我有一个参考值表,下限(A)和上限(B)。
我还有一个值表(X)来查找上表。
对于X的每个值,我需要确定它是否位于参考表中A和B的任何值之间。
为了演示上述内容,以下是使用循环的解决方案:
#For Reproduceability,
set.seed(1);
#Set up the Reference and Lookup Tables
nref = 5; nlook = 10
referenceTable <- data.frame(A=runif(nref,min=0.25,max=0.5),
B=runif(nref,min=0.50,max=0.75));
lookupTable <- data.frame(X=runif(nlook),IsIn=0)
#Process for each row in the lookup table
#search for at least one match in the reference table where A <= X < B
for(x in 1:nrow(lookupTable)){
v <- lookupTable$X[x]
tmp <- subset(referenceTable,v >= A & v < B)
lookupTable[x,'IsIn'] = as.integer(nrow(tmp) > 0)
}
我正在尝试删除for(x in .... )
组件,因为我现实生活中的表格中有数千条记录。
答案 0 :(得分:6)
我找不到确切的欺骗,所以这是使用data.table::foverlaps
的可能解决方案。首先,我们需要向lookupTable
添加一个额外的列,以便在两侧创建边界。然后key
referenceTable
(foverlaps
工作所必需的)然后只运行一个简单的重叠连接,同时只选择第一个连接,因为您想要任何连接(我已经使用0^
来转换为二进制文件,因为你不想要实际的位置)
library(data.table)
setDT(lookupTable)[, Y := X] # Add an additional boundary column
setkey(setDT(referenceTable)) # Key the referenceTable data set
lookupTable[, IsIn := 0 ^ !foverlaps(lookupTable,
referenceTable,
by.x = c("X", "Y"),
mult = "first",
nomatch = 0L,
which = TRUE)]
# X IsIn Y
# 1: 0.2059746 0 0.2059746
# 2: 0.1765568 0 0.1765568
# 3: 0.6870228 1 0.6870228
# 4: 0.3841037 1 0.3841037
# 5: 0.7698414 0 0.7698414
# 6: 0.4976992 1 0.4976992
# 7: 0.7176185 1 0.7176185
# 8: 0.9919061 0 0.9919061
# 9: 0.3800352 1 0.3800352
# 10: 0.7774452 0 0.7774452
答案 1 :(得分:0)
使用findInterval
referenceTable2 = cbind(-Inf, referenceTable)

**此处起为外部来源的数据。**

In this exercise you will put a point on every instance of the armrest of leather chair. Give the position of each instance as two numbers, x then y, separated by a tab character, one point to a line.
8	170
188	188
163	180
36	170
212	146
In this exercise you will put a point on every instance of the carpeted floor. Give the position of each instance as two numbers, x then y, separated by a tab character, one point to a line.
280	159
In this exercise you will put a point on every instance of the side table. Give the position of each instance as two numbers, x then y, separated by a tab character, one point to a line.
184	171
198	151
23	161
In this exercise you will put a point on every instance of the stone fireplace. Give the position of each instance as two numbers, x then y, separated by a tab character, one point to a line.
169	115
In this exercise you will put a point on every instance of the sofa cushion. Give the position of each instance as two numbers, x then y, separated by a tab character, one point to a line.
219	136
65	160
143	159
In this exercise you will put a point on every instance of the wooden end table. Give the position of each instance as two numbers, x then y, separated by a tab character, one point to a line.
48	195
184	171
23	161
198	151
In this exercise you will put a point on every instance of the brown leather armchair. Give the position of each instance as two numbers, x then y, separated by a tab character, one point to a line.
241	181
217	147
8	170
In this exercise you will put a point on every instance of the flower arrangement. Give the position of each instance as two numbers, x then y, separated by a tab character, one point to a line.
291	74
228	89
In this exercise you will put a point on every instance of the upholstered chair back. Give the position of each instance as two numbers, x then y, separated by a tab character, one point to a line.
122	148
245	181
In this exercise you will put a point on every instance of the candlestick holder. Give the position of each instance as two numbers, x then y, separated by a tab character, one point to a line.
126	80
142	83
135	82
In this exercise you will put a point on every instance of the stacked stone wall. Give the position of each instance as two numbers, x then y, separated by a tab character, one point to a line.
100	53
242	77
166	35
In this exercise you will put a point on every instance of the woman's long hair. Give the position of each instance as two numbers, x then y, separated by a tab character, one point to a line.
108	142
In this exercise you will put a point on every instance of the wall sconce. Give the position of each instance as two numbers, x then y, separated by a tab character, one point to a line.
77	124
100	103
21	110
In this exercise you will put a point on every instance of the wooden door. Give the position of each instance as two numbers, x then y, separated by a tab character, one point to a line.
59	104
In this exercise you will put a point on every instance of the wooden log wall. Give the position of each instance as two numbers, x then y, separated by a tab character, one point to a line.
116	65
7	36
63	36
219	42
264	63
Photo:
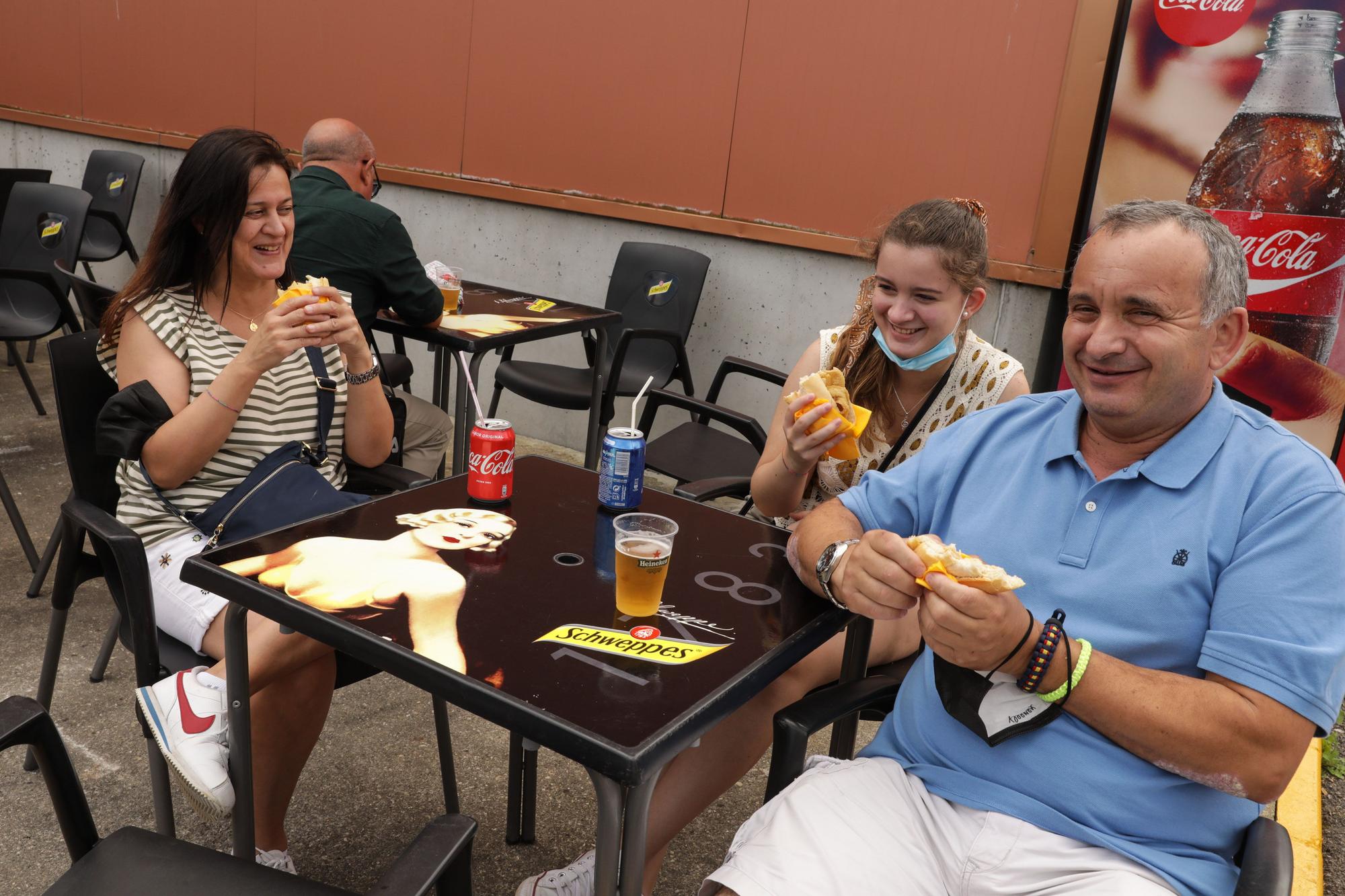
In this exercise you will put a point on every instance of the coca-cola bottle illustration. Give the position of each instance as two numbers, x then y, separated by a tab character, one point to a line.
1277	179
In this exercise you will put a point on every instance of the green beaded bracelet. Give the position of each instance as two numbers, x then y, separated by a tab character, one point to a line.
1085	653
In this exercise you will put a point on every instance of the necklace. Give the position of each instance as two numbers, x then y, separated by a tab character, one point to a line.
252	323
906	415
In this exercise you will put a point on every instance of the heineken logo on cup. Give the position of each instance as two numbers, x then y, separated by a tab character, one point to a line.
1200	24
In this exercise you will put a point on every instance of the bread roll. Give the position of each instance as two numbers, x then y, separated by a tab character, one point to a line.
968	569
827	385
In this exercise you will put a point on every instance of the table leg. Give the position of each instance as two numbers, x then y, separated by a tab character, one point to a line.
446	755
610	803
240	728
855	665
463	416
595	428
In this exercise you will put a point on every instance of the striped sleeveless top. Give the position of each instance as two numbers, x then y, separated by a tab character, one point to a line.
980	376
283	407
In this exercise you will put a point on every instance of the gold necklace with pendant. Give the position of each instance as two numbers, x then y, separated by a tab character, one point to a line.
252	322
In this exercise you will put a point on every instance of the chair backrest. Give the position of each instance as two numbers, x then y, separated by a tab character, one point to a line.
656	287
10	177
83	388
91	298
114	178
44	224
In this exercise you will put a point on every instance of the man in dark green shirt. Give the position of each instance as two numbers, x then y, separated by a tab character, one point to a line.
364	249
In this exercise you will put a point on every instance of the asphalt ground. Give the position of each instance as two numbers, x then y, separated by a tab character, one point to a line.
372	782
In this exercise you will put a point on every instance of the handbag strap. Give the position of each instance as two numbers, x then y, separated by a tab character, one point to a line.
326	399
326	411
921	413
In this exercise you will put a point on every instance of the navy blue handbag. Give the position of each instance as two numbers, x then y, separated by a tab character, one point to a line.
283	489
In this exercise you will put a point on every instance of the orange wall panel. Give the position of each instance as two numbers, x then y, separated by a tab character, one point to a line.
173	65
40	57
909	101
400	77
606	97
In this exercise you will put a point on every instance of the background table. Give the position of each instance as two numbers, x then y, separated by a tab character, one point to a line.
622	717
482	299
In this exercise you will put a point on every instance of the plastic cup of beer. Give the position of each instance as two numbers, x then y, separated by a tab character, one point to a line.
644	551
451	287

for(x in 1:nrow(referenceTable2)){
tmp <- findInterval(lookupTable$X, referenceTable2[x,])
lookupTable[,'IsIn'] = lookupTable[,'IsIn'] + (tmp == 2)
}
lookupTable[,'IsIn'] = sign(lookupTable[,'IsIn'])

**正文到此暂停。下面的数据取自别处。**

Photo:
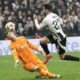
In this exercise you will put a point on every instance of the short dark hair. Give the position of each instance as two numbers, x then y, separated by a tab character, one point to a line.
47	6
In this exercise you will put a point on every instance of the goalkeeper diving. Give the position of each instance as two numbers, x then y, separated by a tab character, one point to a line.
21	49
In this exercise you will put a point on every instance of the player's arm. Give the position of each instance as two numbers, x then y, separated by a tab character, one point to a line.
41	25
15	56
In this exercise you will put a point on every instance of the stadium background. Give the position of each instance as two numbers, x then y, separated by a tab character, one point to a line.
21	13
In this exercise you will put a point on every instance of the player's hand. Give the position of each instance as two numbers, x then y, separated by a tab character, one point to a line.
42	52
16	63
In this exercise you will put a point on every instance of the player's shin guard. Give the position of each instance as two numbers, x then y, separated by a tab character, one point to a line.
71	58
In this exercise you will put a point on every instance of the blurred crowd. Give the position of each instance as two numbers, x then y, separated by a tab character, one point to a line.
21	13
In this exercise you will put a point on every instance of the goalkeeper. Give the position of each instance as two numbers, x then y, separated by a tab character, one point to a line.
21	48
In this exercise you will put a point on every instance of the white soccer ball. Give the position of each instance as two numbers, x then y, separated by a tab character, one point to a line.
10	26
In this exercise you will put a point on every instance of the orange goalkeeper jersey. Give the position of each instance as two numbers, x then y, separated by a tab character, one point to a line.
23	50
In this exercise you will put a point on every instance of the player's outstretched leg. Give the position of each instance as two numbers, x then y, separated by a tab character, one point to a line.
48	55
47	74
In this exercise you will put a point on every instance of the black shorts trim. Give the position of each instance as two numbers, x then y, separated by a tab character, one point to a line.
54	41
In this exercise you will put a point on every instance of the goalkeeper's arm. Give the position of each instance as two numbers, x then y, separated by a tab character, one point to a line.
15	55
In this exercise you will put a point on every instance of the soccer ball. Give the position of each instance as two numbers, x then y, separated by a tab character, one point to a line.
10	26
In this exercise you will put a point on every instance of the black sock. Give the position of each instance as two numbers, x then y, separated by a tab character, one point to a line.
71	58
45	48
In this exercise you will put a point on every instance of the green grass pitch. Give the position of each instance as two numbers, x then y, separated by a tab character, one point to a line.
69	70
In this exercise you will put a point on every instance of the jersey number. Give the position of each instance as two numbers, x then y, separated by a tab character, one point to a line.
55	23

正如您所看到的,参考表中仍然存在循环,因此如果您的参考表仍然很小,此解决方案尤其有用。一些基准:
1)样本集:
> microbenchmark(nicholas = {set.seed(1); nref = 5; nlook = 10; referenceTable <- data.frame(A=runif(nref,min=0.25,max=0.5), B=runif(nref,min=0.50,max=0.75)); lookupTable <- data.frame(X=runif(nlook),IsIn=0); for(x in 1:nrow(lookupTable)){v <- lookupTable$X[x]; tmp <- subset(referenceTable,v >= A & v < B); lookupTable[x,'IsIn'] = as.integer(nrow(tmp) > 0)}},
+ mts = {set.seed(1); nref = 5; nlook = 10; referenceTable <- data.frame(A=runif(nref,min=0.25,max=0.5), B=runif(nref,min=0.50,max=0.75)); lookupTable <- data.frame(X=runif(nlook),IsIn=0); referenceTable2 = cbind(-Inf, referenceTable); for(x in 1:nrow(referenceTable2)){tmp <- findInterval(lookupTable$X, referenceTable2[x,]); lookupTable[,'IsIn'] = lookupTable[,'IsIn'] + (tmp == 2);}; lookupTable[,'IsIn'] = sign(lookupTable[,'IsIn'])},
+ david = {set.seed(1); nref = 5; nlook = 10; referenceTable <- data.frame(A=runif(nref,min=0.25,max=0.5), B=runif(nref,min=0.50,max=0.75)); lookupTable <- data.frame(X=runif(nlook),IsIn=0); setDT(lookupTable)[, Y := X]; setkey(setDT(referenceTable)); lookupTable[, IsIn := 0 ^ !foverlaps(lookupTable, referenceTable, by.x = c("X", "Y"), mult = "first", nomatch = 0L, which = TRUE)]},
+ times = 100)
Unit: milliseconds
expr min lq mean median uq max neval
nicholas 1.948096 2.091311 2.190386 2.150790 2.254352 4.092121 100
mts 2.520489 2.711986 2.883299 2.803421 2.885990 5.165999 100
david 6.466129 7.013798 7.344596 7.197132 7.422916 12.274029 100
2)nref = 10; nlook = 1000
Unit: milliseconds
expr min lq mean median uq max neval
nicholas 152.804680 160.681265 164.601443 163.304849 165.387296 243.250708 100
mts 4.434997 4.720027 5.025555 4.819624 4.991995 11.325172 100
david 6.505314 6.920032 7.181116 7.111529 7.331950 9.318765 100
3)nref = 200; nlook = 1000
Unit: milliseconds
expr min lq mean median uq max neval
nicholas 172.939666 179.672397 183.337253 181.191081 183.694077 264.59672 100
mts 77.836588 81.071752 83.860281 81.991919 83.484246 168.22290 100
david 6.870116 7.404256 7.736445 7.587591 7.836234 11.54349 100
我认为大卫的解决方案是一个明显的赢家。 当参考间隔非常少时,该解决方案具有优势。请注意,在您的示例中,许多都是重叠的,并且事先将它们组合可能会进一步改善结果。